El humo de los tacos al carbón se mezclaba con el aroma metálico de la lluvia. Entre las calles de la colonia Roma, Jaime ajustaba su cámara fotográfica. A pocos kilómetros, el Estadio Olímpico se iluminaba como un sueño modernista, un monumento al progreso que el gobierno presumía como el rostro nuevo de México. Pero en los muros que flanqueaban las calles, las consignas pintadas con aerosol hablaban otro idioma: “¡2 de octubre no se olvida!”
“¿Lo ves, mamá?” murmuró Sofía, su hermana menor, señalando las pancartas que ondeaban en una marcha a lo lejos. La chica, de apenas diecisiete años, había comenzado a hablar de libertad con una pasión que Jaime encontraba contagiosa y aterradora.
“Deberías quedarte en casa, Sofi”, dijo él mientras enfocaba su lente hacia la avenida. En su mente resonaban las palabras de su madre: ‘Este movimiento no es para nosotros, hijo. Ya bastante tenemos con el pan de cada día.’ Pero Sofía no estaba de acuerdo.
“¿Y qué van a hacer, Jaime? ¿Callarnos a todos porque molestamos su fiesta? No pueden tapar el país con banderas y anillos olímpicos.”

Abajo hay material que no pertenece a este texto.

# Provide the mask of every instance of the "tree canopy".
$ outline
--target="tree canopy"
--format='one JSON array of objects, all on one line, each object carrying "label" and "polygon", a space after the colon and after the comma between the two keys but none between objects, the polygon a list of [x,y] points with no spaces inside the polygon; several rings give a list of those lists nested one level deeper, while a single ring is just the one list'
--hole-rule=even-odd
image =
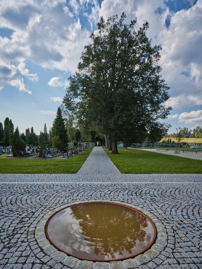
[{"label": "tree canopy", "polygon": [[126,17],[106,22],[100,17],[98,33],[91,35],[64,98],[79,124],[108,135],[112,153],[117,153],[119,141],[149,135],[153,140],[155,134],[158,139],[170,126],[159,121],[171,109],[163,104],[169,88],[158,65],[161,48],[151,46],[147,22],[136,31],[136,20],[127,24]]}]

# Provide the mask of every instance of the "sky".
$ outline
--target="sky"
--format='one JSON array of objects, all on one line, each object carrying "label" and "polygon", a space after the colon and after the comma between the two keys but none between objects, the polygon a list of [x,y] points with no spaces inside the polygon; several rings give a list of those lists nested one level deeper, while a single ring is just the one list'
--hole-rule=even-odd
[{"label": "sky", "polygon": [[0,121],[8,117],[21,133],[51,127],[100,16],[124,11],[137,30],[148,21],[147,36],[162,48],[168,133],[202,126],[202,0],[1,0]]}]

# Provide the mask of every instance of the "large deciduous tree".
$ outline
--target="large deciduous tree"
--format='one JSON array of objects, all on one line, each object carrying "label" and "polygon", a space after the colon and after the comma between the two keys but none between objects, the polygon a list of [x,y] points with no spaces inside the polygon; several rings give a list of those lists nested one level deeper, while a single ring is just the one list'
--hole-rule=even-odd
[{"label": "large deciduous tree", "polygon": [[[169,88],[158,65],[161,48],[152,46],[147,37],[147,22],[136,31],[136,20],[127,24],[126,17],[124,13],[119,20],[100,17],[98,33],[91,35],[63,101],[79,123],[108,135],[113,153],[118,153],[118,141],[140,140],[140,134],[154,129],[158,135],[158,120],[171,109],[163,104]],[[163,125],[166,133],[169,126]]]}]

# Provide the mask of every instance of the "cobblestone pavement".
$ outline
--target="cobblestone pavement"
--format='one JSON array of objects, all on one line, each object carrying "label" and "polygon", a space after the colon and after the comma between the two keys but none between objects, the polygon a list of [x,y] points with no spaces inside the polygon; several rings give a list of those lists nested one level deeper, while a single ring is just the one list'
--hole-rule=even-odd
[{"label": "cobblestone pavement", "polygon": [[[201,174],[121,174],[98,147],[76,175],[1,174],[0,181],[0,269],[202,268]],[[95,201],[148,216],[157,231],[151,249],[123,261],[94,263],[50,245],[44,227],[51,215]]]}]

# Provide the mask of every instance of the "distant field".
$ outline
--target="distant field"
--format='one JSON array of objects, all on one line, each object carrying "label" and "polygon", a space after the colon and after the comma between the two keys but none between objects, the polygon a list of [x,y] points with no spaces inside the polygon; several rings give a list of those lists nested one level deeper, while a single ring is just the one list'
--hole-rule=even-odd
[{"label": "distant field", "polygon": [[[162,140],[167,140],[168,137],[164,137],[162,139]],[[176,138],[174,137],[169,137],[169,140],[171,138],[172,142],[174,140],[175,142],[177,142]],[[187,143],[202,143],[202,138],[189,138],[189,137],[184,137],[182,139],[181,142],[186,142]]]},{"label": "distant field", "polygon": [[201,160],[124,148],[118,148],[117,154],[105,150],[123,174],[202,173]]}]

El clic de la cámara fue su única respuesta. Capturó a un niño que vendía globos, el rostro pintado con los colores de la bandera mexicana. La imagen era perfecta, pero la contradicción lo sacudía: ¿Cómo narrar en una foto un México dividido entre el fulgor olímpico y el clamor de las calles?
Al día siguiente, mientras el pebetero ardía en la inauguración de los Juegos, Sofía se marchó con sus amigos al Zócalo. Jaime la siguió, escondido entre la multitud. Los cánticos de los estudiantes competían con los aplausos que llegaban desde las transmisiones televisivas en los bares.

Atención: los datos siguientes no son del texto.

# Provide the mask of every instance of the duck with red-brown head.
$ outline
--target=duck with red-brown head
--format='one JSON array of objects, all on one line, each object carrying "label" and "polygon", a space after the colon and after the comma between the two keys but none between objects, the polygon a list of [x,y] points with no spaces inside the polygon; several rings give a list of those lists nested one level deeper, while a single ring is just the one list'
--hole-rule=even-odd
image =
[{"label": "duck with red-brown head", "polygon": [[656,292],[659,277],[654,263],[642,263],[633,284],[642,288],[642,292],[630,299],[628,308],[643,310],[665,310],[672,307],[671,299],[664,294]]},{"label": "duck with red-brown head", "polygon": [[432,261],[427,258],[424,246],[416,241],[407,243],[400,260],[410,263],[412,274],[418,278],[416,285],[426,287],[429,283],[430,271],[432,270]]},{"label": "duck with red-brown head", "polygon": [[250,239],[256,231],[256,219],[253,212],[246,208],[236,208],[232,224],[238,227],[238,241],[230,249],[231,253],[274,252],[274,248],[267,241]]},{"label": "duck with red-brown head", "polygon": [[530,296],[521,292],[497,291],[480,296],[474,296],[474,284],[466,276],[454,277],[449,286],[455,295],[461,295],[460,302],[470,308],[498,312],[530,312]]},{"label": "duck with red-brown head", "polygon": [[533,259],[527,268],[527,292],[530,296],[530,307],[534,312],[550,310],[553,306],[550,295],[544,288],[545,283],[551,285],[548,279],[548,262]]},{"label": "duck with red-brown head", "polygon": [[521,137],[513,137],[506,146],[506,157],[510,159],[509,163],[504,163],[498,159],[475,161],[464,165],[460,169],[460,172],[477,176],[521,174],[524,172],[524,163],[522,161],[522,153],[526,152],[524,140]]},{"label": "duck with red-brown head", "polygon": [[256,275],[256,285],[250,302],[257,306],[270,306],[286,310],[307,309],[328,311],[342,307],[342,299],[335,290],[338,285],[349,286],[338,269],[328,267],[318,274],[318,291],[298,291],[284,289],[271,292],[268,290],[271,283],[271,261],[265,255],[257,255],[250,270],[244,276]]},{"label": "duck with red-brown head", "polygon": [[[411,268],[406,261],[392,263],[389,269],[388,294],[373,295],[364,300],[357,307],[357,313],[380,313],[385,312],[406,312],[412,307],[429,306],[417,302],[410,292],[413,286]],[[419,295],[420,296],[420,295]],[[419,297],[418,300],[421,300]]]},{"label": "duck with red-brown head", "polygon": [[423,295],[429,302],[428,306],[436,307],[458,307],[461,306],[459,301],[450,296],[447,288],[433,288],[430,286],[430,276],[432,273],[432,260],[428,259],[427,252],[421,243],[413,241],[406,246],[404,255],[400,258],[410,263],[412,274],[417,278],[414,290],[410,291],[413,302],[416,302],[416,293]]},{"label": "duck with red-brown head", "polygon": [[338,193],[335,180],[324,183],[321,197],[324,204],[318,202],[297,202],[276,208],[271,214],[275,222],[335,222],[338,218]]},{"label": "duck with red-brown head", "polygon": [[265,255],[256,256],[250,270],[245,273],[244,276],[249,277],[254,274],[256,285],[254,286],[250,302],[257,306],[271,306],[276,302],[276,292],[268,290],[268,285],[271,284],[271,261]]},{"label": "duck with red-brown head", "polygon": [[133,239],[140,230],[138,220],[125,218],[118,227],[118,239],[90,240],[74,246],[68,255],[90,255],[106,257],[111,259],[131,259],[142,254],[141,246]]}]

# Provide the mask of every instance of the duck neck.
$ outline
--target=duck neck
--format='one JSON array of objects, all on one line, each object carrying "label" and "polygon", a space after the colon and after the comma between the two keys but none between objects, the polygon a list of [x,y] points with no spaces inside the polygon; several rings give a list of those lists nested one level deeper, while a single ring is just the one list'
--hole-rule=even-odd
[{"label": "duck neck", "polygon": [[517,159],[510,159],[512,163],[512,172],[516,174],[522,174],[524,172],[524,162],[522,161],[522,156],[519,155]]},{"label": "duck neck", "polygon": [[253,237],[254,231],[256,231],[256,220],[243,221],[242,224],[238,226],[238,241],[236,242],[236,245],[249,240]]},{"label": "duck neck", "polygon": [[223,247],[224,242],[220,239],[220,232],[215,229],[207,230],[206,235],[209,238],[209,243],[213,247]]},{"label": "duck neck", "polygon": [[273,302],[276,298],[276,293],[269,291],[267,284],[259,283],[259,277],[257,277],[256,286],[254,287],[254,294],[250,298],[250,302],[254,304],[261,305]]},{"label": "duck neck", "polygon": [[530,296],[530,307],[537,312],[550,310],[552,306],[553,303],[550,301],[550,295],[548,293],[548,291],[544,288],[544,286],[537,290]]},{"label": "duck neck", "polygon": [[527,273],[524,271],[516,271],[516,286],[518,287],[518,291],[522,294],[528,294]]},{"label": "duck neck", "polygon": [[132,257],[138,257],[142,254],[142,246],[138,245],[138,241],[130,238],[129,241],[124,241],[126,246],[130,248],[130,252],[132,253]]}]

De pronto, una fila de granaderos avanzó. La multitud se desmoronó como un murmullo que se rompe en gritos. Jaime perdió de vista a Sofía. Se abrió paso entre empujones, con la cámara aferrada a su pecho.
Finalmente, la vio. Estaba quieta, frente a un escudo reluciente. Aún con lágrimas en los ojos, sostenía una flor.
Esa noche, cuando Jaime reveló las fotos, detuvo su mirada en una sola: Sofía, pequeña y frágil, pero firme como una estatua, frente a una hilera de cascos brillantes. Al fondo, las luces de neón del México Olímpico brillaban indiferentes.
Jaime cerró los ojos y pensó en el título para su exposición. Cuando abrió la boca, susurró lo inevitable: “Los ecos del estadio y la plaza”.